4 Reasons to Shear Your Angora Rabbit This Summer
I have always been enamored with rabbits, in case ya didn’t notice.
I’ve harbored my undying love for them since my kindergarten days toting around a stuffed velveteen rabbit by its ear.
Since then many rabbits have left their trails of paw prints through my house and heart. From tiny, frisky little bunnies to the laziest, lop-eared love you’ve ever seen.
But college was the first time I discovered angora rabbits. They appeared to me like perfect creatures. They need more care (in the form of grooming) than other rabbits but they’re ridiculously fluffy and cute. I mean the grooming is just an excuse to spend more time with them right?
So when someone needed to re-home Lynx, Hazel, and Maya we brought them home to the farm.
They are so fun and lovable and fluffy. Did I mention ridiculously fluffy? Like somedays it’s hard to find feet, tails, and faces in all that fluff.
Angora rabbits can really be great cut in full fluff but this summer we just couldn’t handle it and sheared them. Here’s why you should shear your rabbits for the summer too.
- Keep them cool.
As summer temps continue to climb it’s hard to keep anything that’s not in the freezer cool. Seriously though, when I’m in a sports bra and shorts, sitting in a hammock in the shade, and sweating I know it’s hot for all the animals especially when the wooly ones. As cut as they are pre-haircut our bunnies health and happiness is priority number one. Shearing them means short hair they might actually get to feel a breeze through! For more tips on keeping rabbits cool check out this post from The Cape Coop.
- Homesteads get busy in the summer. Really busy.
Like I mentioned before angora rabbits are both adorable but there also high maintenance. When there’s corn to plant, tomatoes to can, and so many weeds to pull finding time to give them proper grooming can be a struggle. Sometimes you just gotta cross a few things off your to-do list to stay sane.
- Fleas and other insects don’t like it.
Angora rabbits can play host to all sorts of insects. Fleas, ticks, and mites all love to burrow in amongst the wool. We’ve noticed however that their really not a fan of shorn rabbits where there isn’t a lot of fur to hide in. Spare yourself some headache and your rabbit some itchiness by keeping their hair short during the height of the summer bug season.
- It grows back fast.
Even if you totally butcher their new haircut you don’t have to worry.

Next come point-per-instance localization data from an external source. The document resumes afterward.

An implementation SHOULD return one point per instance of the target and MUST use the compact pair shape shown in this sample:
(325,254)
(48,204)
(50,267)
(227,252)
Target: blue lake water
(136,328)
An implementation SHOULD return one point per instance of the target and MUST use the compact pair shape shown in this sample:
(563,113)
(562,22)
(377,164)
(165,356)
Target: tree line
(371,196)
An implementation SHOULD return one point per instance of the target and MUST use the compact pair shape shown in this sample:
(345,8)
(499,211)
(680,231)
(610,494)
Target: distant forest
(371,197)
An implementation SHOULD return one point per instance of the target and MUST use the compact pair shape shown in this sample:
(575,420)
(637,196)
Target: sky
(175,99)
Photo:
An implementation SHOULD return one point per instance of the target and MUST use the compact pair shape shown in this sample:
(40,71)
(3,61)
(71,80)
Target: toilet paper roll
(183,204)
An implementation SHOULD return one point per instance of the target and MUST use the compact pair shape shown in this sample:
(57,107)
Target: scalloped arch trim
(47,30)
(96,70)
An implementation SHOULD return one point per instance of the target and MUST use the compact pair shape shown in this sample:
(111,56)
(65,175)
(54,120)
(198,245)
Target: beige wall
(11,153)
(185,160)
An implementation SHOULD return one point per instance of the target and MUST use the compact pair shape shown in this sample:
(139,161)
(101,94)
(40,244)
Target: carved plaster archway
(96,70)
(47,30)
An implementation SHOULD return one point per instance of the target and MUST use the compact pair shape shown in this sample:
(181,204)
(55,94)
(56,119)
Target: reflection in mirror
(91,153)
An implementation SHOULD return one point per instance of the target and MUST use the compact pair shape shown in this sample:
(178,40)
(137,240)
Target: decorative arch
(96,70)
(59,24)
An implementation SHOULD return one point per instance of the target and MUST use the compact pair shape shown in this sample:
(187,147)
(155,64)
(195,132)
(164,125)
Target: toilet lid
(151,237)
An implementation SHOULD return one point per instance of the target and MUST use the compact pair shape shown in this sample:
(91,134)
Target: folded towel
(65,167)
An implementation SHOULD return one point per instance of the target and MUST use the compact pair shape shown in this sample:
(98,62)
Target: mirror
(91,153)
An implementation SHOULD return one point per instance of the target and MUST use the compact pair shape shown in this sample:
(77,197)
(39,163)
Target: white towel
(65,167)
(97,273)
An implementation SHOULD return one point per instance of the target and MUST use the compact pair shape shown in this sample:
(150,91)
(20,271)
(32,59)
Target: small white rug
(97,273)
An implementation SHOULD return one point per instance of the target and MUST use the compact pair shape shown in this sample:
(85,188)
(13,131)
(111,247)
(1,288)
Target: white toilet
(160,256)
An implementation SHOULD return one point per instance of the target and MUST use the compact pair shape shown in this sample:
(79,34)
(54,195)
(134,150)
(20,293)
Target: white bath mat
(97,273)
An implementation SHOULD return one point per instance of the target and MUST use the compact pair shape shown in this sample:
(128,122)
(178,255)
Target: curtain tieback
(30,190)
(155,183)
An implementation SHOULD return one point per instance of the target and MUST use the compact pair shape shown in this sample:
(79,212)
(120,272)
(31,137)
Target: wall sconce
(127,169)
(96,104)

They won’t look wonky for too long. Also if you cut their hair a little too short and are worried about them getting chilled you can easily sweater them for a little while their fur fills out a little.

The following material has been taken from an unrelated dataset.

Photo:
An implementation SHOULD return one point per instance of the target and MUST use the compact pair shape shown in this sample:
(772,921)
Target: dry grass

If you decide that shearing is the best option for you and your buns I have a bit of advice to help you tackle the job.
- You’ll need to invest in a set of clippers (sorry folks beard trimmers literally just won’t cut it).
I’ve heard that these German Red Clippers are the absolute best but if you’re anything like me they’re probably a little out of your budget. Recently we purchased this more economical set from Oster with a #40 blade and have done three rabbits so far with success.
- Use an ice pack.
Say what? No it’s not for the bunny it’s for the clippers. Clipper blades tend to heat up quite a bit and rabbits have extremely thin and sensitive skin. To combat this issue without it taking forever to get the job done I just hold my clipper blades against an ice pack everytime they start feeling to warm.

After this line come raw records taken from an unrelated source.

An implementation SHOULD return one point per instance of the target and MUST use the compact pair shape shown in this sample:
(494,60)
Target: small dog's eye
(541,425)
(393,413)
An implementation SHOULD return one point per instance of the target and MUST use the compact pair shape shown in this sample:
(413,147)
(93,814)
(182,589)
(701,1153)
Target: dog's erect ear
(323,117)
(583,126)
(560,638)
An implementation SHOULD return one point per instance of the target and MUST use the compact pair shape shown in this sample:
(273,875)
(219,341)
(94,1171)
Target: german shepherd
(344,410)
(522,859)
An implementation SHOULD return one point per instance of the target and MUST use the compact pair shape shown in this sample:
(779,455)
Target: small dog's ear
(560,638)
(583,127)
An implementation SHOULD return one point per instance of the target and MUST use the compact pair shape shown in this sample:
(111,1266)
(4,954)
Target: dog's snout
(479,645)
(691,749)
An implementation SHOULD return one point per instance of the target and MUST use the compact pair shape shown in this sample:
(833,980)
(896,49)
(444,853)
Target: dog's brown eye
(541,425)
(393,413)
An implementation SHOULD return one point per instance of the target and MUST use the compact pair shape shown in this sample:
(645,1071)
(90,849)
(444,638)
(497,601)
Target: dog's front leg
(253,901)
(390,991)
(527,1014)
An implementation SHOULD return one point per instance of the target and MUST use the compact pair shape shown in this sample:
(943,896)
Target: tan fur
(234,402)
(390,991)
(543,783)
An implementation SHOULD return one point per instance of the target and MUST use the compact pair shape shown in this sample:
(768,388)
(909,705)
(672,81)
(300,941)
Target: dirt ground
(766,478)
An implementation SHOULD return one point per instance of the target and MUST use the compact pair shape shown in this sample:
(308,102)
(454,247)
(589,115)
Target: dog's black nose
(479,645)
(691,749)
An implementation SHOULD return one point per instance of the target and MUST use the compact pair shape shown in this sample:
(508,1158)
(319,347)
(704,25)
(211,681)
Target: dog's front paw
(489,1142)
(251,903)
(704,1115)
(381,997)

- Oil and clean the clipper blades, a lot.
Seriously a lot. I brush clean and oil the blades overtime I stop to cool them. I don’t know what it is about angora wool but this step is an absolute must.
- Set up a table.
While I normally groom my rabbits on my lap shearing seems a lot easier on a table. I just use an old tray table I can sit in front of and cover it with a towel (so the rabbit doesn’t slip). The rabbits seem pretty happy to just sit there.
- Brush them first.
While it’s totally doable either way it will be a lot faster to shear you rabbits if they’re wool is free of dirt and hay. Plus it’s less wear and tear on your clippers.
While shearing your rabbits is not a total fix to the battle against summer heat waves (it certainly hasn’t cooled me off any) it will make them feel better.